Shows Often Get Worse With Each Season, but “You” Only Gets Better


Fia Cooper

The word “you” is repeated over 3,800 times throughout the first two seasons of the show.

Lucy MacNeela, Staff Reporter

“You” contains explicit language and some graphic content. This article includes mild spoilers.  

Season 3 of the hit Netflix show ‘You’ is the best of the series. 

Similar to the shift from the first to the second season, the most recent season of ‘You’ is a big change of pace. Viewers of the series are able to see a whole new side of the characters, with a new setting, family dynamic, and an even more intense passion for killing.

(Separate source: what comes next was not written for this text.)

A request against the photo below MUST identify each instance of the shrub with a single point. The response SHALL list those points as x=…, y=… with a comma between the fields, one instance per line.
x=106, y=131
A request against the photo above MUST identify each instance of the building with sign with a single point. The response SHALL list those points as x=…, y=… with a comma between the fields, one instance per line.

Love and Joe are a married couple living in Madre Linda, described in the show as a “soulless wealthy suburb outside of San Francisco,” where they recently had their son, Henry. Their life seems pretty normal, but they have a few skeletons in their closet, literally. 

The season opens with a normal-looking family, but obviously, there is nothing normal about Love Quinn-Goldberg and Joe Quinn-Goldberg’s relationship. The show quickly pivots back to its roots of murder, jealousy, and lies. 

Henry — Love and Joe’s son — elevates the tension between the couple. Many times throughout the course of the season, Joe fantasizes about leaving Love with a new woman that he met at the library, Marienne, with Henry; a common theme throughout the show is doing anything to protect his son. 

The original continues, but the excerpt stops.